First Ping

It’s been a long hard road with the networking engine, and I’m absolutely no where near the end…  but I have successfully pinged my server from my client!

Proof, because pictures make everything better, click it to see the animation.

There are loads of problems still, and a lot of those are simply because I haven’t even coded some of the bits that are needed to make things work correctly.  I’m very happy to see a client-server round trip working, and it gives me a lot of hope that this version of the network code will actually be the one I use without having to start over again.

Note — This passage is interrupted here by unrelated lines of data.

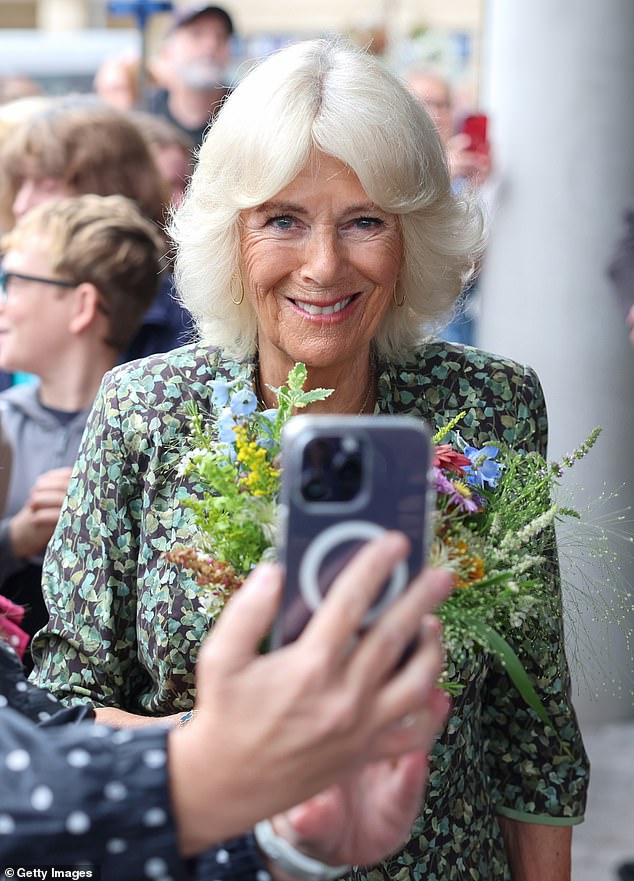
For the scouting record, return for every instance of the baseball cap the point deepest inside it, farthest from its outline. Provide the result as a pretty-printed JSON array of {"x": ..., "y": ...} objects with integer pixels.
[{"x": 187, "y": 14}]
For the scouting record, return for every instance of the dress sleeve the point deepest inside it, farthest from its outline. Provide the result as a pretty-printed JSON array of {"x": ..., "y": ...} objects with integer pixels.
[
  {"x": 87, "y": 649},
  {"x": 85, "y": 793},
  {"x": 537, "y": 775}
]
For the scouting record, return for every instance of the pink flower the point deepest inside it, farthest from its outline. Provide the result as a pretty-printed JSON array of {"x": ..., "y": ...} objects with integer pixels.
[{"x": 448, "y": 459}]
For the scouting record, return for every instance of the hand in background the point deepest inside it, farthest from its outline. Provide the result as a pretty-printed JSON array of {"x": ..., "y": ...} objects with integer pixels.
[
  {"x": 32, "y": 527},
  {"x": 474, "y": 166}
]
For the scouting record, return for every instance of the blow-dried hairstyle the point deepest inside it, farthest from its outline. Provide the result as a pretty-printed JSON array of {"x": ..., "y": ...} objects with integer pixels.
[
  {"x": 322, "y": 96},
  {"x": 91, "y": 147},
  {"x": 104, "y": 240}
]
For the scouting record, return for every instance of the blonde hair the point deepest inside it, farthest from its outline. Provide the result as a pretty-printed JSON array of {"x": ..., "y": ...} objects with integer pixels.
[
  {"x": 323, "y": 96},
  {"x": 104, "y": 240},
  {"x": 91, "y": 147}
]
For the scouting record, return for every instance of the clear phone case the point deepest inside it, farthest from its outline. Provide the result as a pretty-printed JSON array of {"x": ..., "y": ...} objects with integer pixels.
[{"x": 345, "y": 480}]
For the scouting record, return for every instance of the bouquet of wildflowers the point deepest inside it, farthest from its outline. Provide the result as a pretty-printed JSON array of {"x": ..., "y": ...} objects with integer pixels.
[{"x": 492, "y": 527}]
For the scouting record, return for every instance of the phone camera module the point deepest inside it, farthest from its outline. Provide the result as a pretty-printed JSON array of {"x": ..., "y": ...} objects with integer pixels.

Here is a list of some of the things I know don’t work correctly yet:

  • When a client disconnects from the server, there seem to be some weirdness around the server accepting new connections afterwards.  (Not sure if different ways of disconnecting cause different issues.)
  • When multiple clients are connected to the server, there is no way for the server to accurately identify which one is which, so things that are expected to return to the client that sent them (like a ping) actually end up going to the client that connected first.  (This one is easy, the clients don’t yet have the ability to register themselves and get their “source ID” from the server.  That means they all use the same hard coded ID.)
  • When the server sends a message that is intended as a broadcast, it is not actually broadcasted to all connected clients.  (I think this is the same problem as the one above, but I listed it separately because I am not positive yet.)
  • There is no way yet to do directed messages from either the client or the server.  (There isn’t a way for clients to request the list of valid target IDs and their associated names yet.)

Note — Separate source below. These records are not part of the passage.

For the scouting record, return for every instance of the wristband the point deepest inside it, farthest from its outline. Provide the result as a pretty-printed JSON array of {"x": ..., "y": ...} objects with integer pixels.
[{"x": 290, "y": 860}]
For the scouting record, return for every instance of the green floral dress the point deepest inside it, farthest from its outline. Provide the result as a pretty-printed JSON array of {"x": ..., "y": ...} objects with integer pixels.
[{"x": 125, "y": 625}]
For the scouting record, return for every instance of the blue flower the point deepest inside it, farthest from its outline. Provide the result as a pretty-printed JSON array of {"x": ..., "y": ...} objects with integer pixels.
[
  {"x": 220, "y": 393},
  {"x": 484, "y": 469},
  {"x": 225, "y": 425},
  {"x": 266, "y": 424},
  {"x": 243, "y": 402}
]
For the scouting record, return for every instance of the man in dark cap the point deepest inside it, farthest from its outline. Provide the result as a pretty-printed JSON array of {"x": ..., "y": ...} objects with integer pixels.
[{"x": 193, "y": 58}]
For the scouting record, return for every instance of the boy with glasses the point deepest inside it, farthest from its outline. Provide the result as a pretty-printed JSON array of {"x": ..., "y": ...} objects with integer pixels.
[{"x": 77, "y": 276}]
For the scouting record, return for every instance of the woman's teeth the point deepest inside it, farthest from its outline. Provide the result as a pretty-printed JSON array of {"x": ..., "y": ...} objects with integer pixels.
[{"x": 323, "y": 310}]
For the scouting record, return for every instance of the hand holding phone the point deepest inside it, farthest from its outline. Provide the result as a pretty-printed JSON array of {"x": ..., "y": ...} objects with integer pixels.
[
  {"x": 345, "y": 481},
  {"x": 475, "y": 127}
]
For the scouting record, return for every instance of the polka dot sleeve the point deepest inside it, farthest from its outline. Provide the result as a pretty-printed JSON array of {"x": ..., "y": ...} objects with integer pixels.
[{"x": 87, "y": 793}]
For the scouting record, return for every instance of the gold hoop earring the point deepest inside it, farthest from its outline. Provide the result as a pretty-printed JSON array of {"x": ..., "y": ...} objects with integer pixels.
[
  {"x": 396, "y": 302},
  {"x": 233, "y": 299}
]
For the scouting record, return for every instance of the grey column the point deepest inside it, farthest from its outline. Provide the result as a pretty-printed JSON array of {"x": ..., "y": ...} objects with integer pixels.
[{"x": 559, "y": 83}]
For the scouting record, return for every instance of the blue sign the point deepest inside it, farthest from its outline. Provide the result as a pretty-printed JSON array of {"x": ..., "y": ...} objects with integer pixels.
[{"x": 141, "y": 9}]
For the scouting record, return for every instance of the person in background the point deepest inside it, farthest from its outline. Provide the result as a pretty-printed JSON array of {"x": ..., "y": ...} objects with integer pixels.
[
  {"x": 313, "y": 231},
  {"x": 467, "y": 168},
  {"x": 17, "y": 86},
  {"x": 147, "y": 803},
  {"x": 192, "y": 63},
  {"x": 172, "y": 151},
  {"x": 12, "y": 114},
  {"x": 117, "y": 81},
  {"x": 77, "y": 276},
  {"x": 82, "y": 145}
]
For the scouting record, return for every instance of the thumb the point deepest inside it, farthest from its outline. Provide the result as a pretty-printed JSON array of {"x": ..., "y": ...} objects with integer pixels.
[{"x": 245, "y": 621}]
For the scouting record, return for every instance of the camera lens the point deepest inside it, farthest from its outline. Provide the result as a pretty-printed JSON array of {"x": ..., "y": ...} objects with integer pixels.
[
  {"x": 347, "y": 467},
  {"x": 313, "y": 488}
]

This list probably isn’t complete, but it does represent some of the more obvious things that still need to be added to the network engine.  Please don’t take this as negative, I’m thrilled to have successfully gotten a round trip ping to work, and I’m very happy that the list above no longer includes things like “make the network engine work at all.”  I call this a total victory with a little bit of a TODO list.  :D

Ignoring Network Events

So as usual around here lately, I’ve been working a lot on the network code.  I suspect if you read this blog with any amount of consistency, or if you are reading all of the posts all at once as a form of weird entertainment, you are probably getting a bit tired of hearing about it.  I am too, so I get it.  The problem is that networking is hard and complex and easy to screw up.  The other problem is that it’s such an important core piece of QubeKwest, that I have to get it right to have any hope of building a game on top of it.

Today’s networking story is about network events.  These magical things fly around inside the various parts of the networking engine and change flags on selection keys and allow it to behave accordingly as it does its thing.  The start of the problem was that I noticed that every single time I connected to the server from the client, the client took almost exactly 3 seconds to do so.  To be fair, I could ignore this problem and say “well it’s slow, but it works,” at least for a little while.  That didn’t feel right to me, so I started to dig in and study the code to try to figure out both why it was happening, and why it was so consistent.

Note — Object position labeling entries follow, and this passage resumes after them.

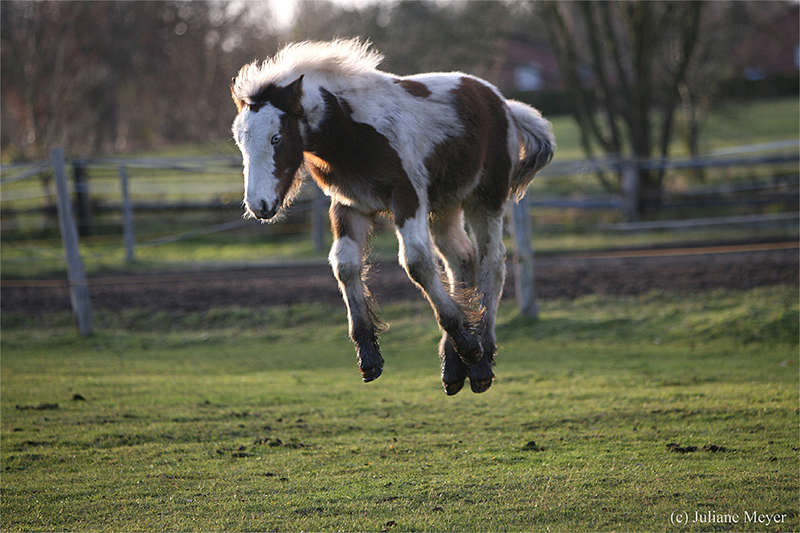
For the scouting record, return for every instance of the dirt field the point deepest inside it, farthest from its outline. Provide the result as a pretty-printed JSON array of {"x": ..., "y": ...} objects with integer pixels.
[{"x": 557, "y": 276}]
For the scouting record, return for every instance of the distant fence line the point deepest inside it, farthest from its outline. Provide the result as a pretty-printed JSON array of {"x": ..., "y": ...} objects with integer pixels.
[
  {"x": 625, "y": 200},
  {"x": 318, "y": 204}
]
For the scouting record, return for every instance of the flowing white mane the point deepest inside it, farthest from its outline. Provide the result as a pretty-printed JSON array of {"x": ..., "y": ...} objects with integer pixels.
[{"x": 347, "y": 57}]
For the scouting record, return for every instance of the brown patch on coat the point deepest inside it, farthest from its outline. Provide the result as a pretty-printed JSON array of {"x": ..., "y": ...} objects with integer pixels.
[
  {"x": 288, "y": 156},
  {"x": 357, "y": 161},
  {"x": 414, "y": 88},
  {"x": 480, "y": 153}
]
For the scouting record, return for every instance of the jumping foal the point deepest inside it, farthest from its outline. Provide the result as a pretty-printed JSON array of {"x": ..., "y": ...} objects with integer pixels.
[{"x": 441, "y": 153}]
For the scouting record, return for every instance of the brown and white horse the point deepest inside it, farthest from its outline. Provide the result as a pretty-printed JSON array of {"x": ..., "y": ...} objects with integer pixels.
[{"x": 439, "y": 152}]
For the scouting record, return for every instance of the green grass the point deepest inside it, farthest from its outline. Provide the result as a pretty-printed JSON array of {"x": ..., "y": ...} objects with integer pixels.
[{"x": 237, "y": 419}]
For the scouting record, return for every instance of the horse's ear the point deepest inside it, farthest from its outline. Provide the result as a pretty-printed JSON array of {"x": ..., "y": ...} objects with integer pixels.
[{"x": 236, "y": 100}]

Thanks to 3 seconds being the selector’s select() method timeout, and a time that I chose when I realized that the network engine was never shutting down properly, I had a place to start in my search.  Unlike so many other issues with the networking code, this one jumped out immediately.

The process of connecting to the server from the client is a two step process.  The first step is to set up some stuff and schedule the second part to occur once the selector gets to it.  The second part is for the selector to realize it has a connection to complete, and to, well, complete it.  On the surface, this all seems pretty straight forward, but these things are taking place in two different threads.  The client network engine is up and spinning in its own thread, and the UI has its own thread too, and that will be where the connection process is started.

If we look at the client network engine thread first, we see that it does something a bit like this:  process any events that came in, select() on our selector for things that are ready, and then process the stuff that’s ready.  Then it loops back to the start of that and does it all over again.  The problem is that select() is a blocking call.  That means that in a network that isn’t busy doing anything (like before it has connected) there is nothing to cause the select() to ever finish waiting for something to do.  This is the exact spot that I added the 3 second timeout, so it would have the chance to check if the loop is supposed to end because the engine is being shut down.

Do you see the problem?  My selector is sitting there waiting for something to have its flags changed by an event.  The step where events change things happens somewhere else in the loop that isn’t happening because select() is blocking the loop from running.  This causes network events to be effectively ignored for 3 seconds.  That means the pattern is really more like this: when select() times out in 3 seconds, it immediately loops back around, processes the events, tries to select() again, and that ends immediately since there is a flag set from the event.  Just like that, the second part of the connection process immediately processes, but after the 3 second timeout.

Now comes the hard part.  Determining what was happening was easy, coming up with a way to fix it will be quite tricky and I believe to have any shot at it working, it will need to be yet another thread.  This new one has only one job to do.  Watch for events and process them immediately in a thread that isn’t being blocked by the select() method.  I don’t think the code involved in the new part will be terribly difficult to write, but it will require a bit of messing with the client and server engine codebases to integrate the proper use of it.